124. Agents, 01: Intro to Transformers & LLMs

Posted on 2025-06-24

Let's start with LM, Language Models first; Language models can, at a very abstract level, be thought of as functions. Given an input sentence, the function outputs the next word based on probability.

Now, let's add some more nuance to it.

The output is not deterministic (unless forced), hence it should be thought of a as probablistic function.
Token is the more correct replacement for "word". A token can be a word, a part of word or even punctuation.

Hence, a better way to think about LMs is: At a high level, language models can be viewed as probabilistic functions. Given an input sequence of tokens, they output a probability distribution over possible next tokens, from which the next token is selected.

Large Language Models (LLMs) have the same basic idea, but these are the models which have a distinction of being trained over a massive amount of data, and often contain billions or parameters. This makes the LLM capable of deep semantic patterns in languages, reasoning abilities, coding skills, etc.
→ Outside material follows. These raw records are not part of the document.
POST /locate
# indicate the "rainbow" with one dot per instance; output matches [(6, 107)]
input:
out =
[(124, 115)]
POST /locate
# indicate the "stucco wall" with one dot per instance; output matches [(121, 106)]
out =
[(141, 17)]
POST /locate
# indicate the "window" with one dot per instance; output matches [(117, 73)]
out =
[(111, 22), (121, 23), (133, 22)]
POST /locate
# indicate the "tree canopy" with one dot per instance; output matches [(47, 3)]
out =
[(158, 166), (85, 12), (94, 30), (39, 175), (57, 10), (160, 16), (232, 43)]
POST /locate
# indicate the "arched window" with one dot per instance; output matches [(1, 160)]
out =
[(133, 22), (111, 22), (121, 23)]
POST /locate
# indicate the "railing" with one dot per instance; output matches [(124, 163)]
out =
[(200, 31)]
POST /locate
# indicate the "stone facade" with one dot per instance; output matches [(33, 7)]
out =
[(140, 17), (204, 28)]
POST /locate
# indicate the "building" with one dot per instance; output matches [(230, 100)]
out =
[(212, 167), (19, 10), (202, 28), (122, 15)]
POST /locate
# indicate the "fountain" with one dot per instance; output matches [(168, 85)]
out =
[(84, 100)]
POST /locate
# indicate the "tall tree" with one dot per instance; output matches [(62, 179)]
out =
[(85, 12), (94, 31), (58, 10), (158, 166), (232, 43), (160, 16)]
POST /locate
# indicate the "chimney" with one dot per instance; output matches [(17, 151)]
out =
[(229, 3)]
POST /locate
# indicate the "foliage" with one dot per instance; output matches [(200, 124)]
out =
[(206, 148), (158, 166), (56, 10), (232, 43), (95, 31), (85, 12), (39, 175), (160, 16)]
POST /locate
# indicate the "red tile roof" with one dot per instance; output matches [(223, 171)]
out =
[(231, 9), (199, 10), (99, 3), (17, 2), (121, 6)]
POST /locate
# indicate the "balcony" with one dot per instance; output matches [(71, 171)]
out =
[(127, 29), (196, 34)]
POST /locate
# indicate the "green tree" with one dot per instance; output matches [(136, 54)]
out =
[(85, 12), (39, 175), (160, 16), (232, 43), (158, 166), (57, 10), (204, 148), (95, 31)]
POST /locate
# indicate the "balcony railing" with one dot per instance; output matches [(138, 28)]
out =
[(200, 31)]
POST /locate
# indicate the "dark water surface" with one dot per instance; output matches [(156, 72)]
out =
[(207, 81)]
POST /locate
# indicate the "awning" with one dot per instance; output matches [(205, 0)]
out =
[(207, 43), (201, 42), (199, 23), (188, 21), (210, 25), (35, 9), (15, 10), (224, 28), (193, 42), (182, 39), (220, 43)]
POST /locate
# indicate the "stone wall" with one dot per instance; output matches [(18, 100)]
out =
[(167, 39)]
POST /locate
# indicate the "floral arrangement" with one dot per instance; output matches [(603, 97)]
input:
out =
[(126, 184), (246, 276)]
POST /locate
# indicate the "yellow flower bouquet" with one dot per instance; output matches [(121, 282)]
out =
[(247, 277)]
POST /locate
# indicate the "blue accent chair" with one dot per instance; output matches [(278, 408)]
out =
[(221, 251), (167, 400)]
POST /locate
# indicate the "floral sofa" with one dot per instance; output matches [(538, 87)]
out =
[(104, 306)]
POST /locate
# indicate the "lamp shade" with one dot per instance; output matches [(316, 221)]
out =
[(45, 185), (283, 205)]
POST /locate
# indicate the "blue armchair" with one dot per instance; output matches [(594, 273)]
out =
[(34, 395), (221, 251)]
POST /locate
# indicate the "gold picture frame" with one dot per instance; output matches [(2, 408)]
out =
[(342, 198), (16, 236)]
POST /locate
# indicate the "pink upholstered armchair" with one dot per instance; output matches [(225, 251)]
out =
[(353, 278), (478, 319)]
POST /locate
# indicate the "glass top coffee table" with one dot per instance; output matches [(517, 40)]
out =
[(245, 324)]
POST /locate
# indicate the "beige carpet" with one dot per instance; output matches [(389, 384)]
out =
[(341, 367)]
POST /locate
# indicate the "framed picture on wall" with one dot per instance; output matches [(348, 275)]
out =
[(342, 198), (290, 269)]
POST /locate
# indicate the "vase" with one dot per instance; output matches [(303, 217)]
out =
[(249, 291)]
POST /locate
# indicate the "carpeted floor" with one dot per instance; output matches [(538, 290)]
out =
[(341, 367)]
A LM can find the next word in the sentence: "Humpty Dumpty sat on a.. ", but a LLM could do that and also write the same poem in Gen-z Lingo, etc. An example I generated through GPT-4:

Humpty Dumpty sat on the wall,

Big egg energy, vibin’ with it all.

Humpty Dumpty had a great fall

RIP my guy, that wall did him dirty fr

Apart from just "predicting" the next word like LMs, LLMs can also generate and reason.

Now, let's talk about transformers.

Transformers are a type of Neural Network architecture, well suited to handle large sequential data - especially text, through a mechanism called "self-attention". Attention is the mechanism that separates Transformers from RNNs and CNNs.

The function of transformers is to take in token embeddings (vectors) and transform them into richer, contextualized vectors using self-attention and feedforward layers. These vectors are then passed through a linear and softmax layer to predict the next token in language modeling tasks.

Large Language Models (LLMs) can, in theory, be built using different neural network architectures, but in practice, Transformers have become the dominant architecture. For example, GPT-3 is an LLM based on the GPT architecture, which is a type of transformer model.